Paabo and his colleagues then pushed forward and began to use new gene-sequencing technology to assemble a draft of the entire Neanderthal genome. They’ve gotten about 55% of the genome mapped, which is enough to address some of the big questions Paabo has in mind. One is the question of interbreeding. Paabo and his colleagues compared the Neanderthal genome to genomes of living people from Africa, Europe, Asia, and New Guinea. They discovered that people out of Africa share some mutations in common with Neanderthals that are not found in Africans. They concluded that humans and Neanderthals must have interbred after our species expanded from Africa, and that about 2.5% of the genomes of living non-Africans comes from Neanderthals.

This pattern could have arisen in other ways, Paabo granted. The ancestors of Neanderthals are believed to have emerged from Africa hundreds of thousands of years ago and spread into Europe. Perhaps the humans who expanded out of Africa came from the birthplace of Neanderthals, and carried Neanderthal-like genes with them.

But Paabo doubts this is the case. One way to test these alternatives is to look at the arrangement of our DNA. Imagine that a human mother and Neanderthal father have a hybrid daughter. She has two copies of each chromosome, one from each species. As her own eggs develop, however, the chromosome pairs swap some segments. She then has children with a human man, who contributes his own human DNA. In her children, the Neanderthal DNA no longer runs the entire length of chromosomes. It forms shorter chunks. Her children then have children; her grandchildren have even shorter chunks.

Paabo described how David Reich of Harvard and other scientists measured the size of the chunks of Neanderthal DNA in people’s genomes. They found that in some of the Europeans they studied, the Neanderthal chunks were quite long. Based on their size, the scientists estimated that the interbreeding happened between 37,000 and 86,000 years ago. (This research is still unpublished, but Reich discussed it at a meeting this summer.)

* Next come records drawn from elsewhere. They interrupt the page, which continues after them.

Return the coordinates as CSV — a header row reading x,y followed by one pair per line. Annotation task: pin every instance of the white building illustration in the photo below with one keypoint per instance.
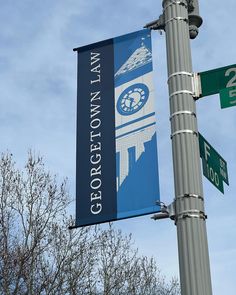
x,y
135,111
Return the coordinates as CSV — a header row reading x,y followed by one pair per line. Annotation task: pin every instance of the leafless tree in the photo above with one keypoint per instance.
x,y
39,255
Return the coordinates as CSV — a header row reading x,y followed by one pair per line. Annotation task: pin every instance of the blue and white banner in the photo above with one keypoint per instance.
x,y
117,169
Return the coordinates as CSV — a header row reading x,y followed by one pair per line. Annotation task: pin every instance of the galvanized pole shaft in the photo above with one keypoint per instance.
x,y
190,217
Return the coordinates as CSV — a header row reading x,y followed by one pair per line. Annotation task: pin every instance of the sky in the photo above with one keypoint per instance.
x,y
38,106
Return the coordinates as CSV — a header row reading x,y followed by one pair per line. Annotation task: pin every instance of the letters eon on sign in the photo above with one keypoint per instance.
x,y
116,170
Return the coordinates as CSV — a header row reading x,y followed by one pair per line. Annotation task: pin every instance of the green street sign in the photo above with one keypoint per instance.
x,y
228,97
214,80
214,166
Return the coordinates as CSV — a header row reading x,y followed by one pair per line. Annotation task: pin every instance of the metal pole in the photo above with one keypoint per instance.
x,y
189,212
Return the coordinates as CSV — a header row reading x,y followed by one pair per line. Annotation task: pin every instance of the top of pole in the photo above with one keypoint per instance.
x,y
195,20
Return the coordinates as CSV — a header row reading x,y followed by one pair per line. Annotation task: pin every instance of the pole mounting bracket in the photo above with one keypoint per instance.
x,y
158,24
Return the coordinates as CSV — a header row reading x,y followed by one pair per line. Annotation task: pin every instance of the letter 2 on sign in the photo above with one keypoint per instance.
x,y
232,81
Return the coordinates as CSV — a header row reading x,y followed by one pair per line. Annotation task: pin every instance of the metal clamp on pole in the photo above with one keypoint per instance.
x,y
183,131
182,113
191,214
158,24
166,211
182,197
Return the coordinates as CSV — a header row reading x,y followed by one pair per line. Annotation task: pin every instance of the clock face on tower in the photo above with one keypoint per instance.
x,y
132,99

The success with the Neanderthal genome led Paabo to look for other hominin fossils that he could grind up for DNA. DNA probably can’t last more than a few hundred thousand years before degrading beyond recognition, but even in that window of time, there are plenty of interesting fossils to investigate. Paabo hit the jackpot with a tiny chip from the tip of a 40,000-year-old pinky bone that was found in a Siberian cave called Denisova. The DNA was not human, nor Neanderthal. Instead, it belonged to a distant cousin of Neanderthals. And when Paabo and his colleagues compared the Denisovan DNA to human genomes, they found some Denisovan genes in the DNA of their New Guinea subject. Mark Stoneking, Paabo’s colleague at Max Planck, and other scientists have expanded the comparison and found Denisovan DNA in people in Australia and southeast Asia.

Paabo then offered a scenario for human evolution: about 800,000 years ago, the ancestors of Neanderthals and Denisovans diverged from our own ancestors. They expanded out of Africa, and the Neanderthals swept to the west into Europe and the Denisovans headed into East Asia. Paabo put the date of their split about 600,000 years ago. The exact ranges of Neanderthal and Denisovans remain fuzzy, but they definitely lived in Denisova at about the same time 50,000 years ago, given that both hominins left bones in the same cave.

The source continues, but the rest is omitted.